Appena tornato da Islamabad insieme a 25 persone fuggite dai talebani, Oliviero Forti, responsabile per le politiche migratorie e la protezione internazionale di Caritas Italiana, racconta ad Avvenire che a fuggire sono quasi sempre i giovani “perché quando si parla di anziani si parla di persone di 55-60 anni. Questi rifugiati che arrivano dal Pakistan hanno mediamente 25-35 anni, ci sono anche tanti bambini di 3-4 anni e qualche neonato. Si tratta sempre, comunque, di una popolazione in media molto giovane”. Persone che “come altre milioni hanno lasciato l’Afghanistan, dopo la presa del potere dei talebani. Arrivano da Kabul e da altre città delle province afghane. E hanno trovato rifugio in Pakistan e in Iran”. Sono questi, infatti, i Paesi che principalmente li hanno accolti.

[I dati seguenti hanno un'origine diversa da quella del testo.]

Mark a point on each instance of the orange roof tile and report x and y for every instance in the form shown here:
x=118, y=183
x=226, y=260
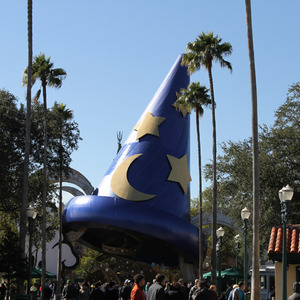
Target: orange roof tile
x=292, y=241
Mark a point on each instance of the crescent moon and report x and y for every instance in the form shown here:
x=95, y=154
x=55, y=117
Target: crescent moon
x=121, y=186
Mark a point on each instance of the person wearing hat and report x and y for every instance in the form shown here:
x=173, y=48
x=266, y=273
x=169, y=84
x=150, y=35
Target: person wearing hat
x=126, y=290
x=69, y=292
x=156, y=290
x=296, y=290
x=137, y=292
x=238, y=293
x=231, y=292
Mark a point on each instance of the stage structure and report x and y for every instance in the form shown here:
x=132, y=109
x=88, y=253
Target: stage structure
x=140, y=209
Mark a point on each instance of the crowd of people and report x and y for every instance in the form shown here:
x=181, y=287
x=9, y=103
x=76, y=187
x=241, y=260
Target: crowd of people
x=139, y=289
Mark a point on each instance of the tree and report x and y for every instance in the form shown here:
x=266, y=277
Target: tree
x=67, y=136
x=202, y=52
x=11, y=152
x=195, y=97
x=27, y=142
x=255, y=286
x=87, y=264
x=42, y=69
x=279, y=156
x=10, y=257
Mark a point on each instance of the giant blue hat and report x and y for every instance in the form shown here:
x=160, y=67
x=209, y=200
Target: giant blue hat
x=140, y=209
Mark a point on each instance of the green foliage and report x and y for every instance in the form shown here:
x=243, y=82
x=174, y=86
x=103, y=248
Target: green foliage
x=193, y=98
x=206, y=49
x=279, y=162
x=12, y=124
x=11, y=151
x=9, y=247
x=87, y=264
x=42, y=68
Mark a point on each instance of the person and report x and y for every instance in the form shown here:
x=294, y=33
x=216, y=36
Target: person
x=228, y=290
x=231, y=292
x=213, y=288
x=126, y=290
x=174, y=293
x=184, y=289
x=137, y=292
x=47, y=291
x=69, y=291
x=238, y=293
x=202, y=292
x=97, y=293
x=296, y=290
x=156, y=290
x=2, y=291
x=84, y=291
x=147, y=286
x=193, y=289
x=111, y=291
x=34, y=291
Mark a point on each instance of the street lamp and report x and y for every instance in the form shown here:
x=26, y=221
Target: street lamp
x=237, y=240
x=220, y=234
x=245, y=214
x=285, y=196
x=31, y=215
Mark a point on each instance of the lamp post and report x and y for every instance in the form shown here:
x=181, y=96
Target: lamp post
x=245, y=214
x=285, y=196
x=220, y=234
x=31, y=215
x=237, y=240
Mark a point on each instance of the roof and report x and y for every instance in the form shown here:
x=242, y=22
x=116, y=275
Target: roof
x=292, y=243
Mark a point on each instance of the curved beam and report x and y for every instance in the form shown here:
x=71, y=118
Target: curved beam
x=78, y=179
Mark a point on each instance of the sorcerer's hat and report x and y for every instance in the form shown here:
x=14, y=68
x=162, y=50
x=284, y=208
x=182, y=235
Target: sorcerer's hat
x=141, y=206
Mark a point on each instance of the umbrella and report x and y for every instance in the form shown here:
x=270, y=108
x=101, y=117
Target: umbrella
x=207, y=275
x=228, y=273
x=48, y=274
x=232, y=273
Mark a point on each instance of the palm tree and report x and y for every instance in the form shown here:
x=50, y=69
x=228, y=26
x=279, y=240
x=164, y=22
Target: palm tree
x=23, y=217
x=62, y=117
x=42, y=69
x=206, y=49
x=255, y=286
x=194, y=98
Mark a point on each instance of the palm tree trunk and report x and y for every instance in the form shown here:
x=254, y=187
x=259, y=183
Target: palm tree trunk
x=45, y=183
x=200, y=198
x=214, y=196
x=23, y=217
x=58, y=287
x=255, y=285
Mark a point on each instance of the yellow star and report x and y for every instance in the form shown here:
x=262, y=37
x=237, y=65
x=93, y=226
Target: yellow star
x=148, y=126
x=184, y=110
x=180, y=171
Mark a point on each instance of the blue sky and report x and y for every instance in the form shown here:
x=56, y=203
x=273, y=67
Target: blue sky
x=117, y=53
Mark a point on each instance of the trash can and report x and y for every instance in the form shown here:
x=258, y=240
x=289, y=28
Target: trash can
x=21, y=297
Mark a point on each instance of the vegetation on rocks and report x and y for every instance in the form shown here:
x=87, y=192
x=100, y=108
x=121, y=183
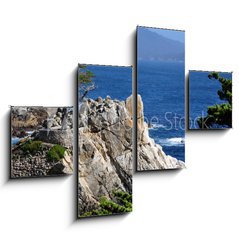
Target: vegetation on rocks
x=219, y=114
x=32, y=146
x=121, y=203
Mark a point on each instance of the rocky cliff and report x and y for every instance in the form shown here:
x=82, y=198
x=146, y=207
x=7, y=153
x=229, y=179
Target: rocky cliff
x=37, y=154
x=105, y=149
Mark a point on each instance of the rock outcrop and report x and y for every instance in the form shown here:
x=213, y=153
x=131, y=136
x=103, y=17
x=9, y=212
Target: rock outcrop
x=105, y=147
x=50, y=127
x=151, y=155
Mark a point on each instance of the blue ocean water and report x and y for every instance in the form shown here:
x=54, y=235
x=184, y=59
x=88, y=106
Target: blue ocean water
x=111, y=80
x=202, y=94
x=162, y=88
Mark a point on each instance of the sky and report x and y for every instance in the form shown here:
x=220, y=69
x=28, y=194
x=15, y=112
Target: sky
x=171, y=34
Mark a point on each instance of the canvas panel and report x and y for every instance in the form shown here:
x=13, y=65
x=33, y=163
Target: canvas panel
x=210, y=100
x=105, y=140
x=41, y=141
x=161, y=99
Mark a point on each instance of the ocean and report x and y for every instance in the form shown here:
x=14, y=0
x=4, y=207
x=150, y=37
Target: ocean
x=111, y=80
x=202, y=94
x=162, y=88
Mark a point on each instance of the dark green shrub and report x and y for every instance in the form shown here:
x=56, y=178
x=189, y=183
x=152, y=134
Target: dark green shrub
x=55, y=153
x=121, y=203
x=32, y=146
x=219, y=114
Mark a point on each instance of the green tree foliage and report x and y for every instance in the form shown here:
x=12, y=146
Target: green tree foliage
x=85, y=79
x=121, y=203
x=219, y=114
x=55, y=153
x=32, y=146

A scappare sono persone normali: “In alcuni casi insegnanti, in altri medici che si sono trovati da un giorno con l’altro senza più nulla. Le donne in particolare hanno pagato il prezzo più alto: penso ad esempio a un’infermiera che aveva lavorato per anni in ospedale. A un certo punto, i talebani le hanno detto chiaramente “tu non devi più mettere piede in un ospedale” e per lei la vita in Afghanistan è diventata senza senso”. Molti di loro sono stati segnalati dalle Caritas in Italia attraverso i “diversi canali di accoglienza dei cittadini afghani. Molti di quelli arrivati ad esempio attraverso la rotta balcanica o dalle evacuazioni organizzate dal governo italiano. Sono stati loro, una volta giunti in Italia, a segnalare parenti e amici in difficoltà. Le Caritas si sono impegnate poi a predisporre la relativa accoglienza attraverso i corridoi umanitari”.



Forti: “Corridoi umanitari per i rifugiati? Arrivano in Italia e poi…”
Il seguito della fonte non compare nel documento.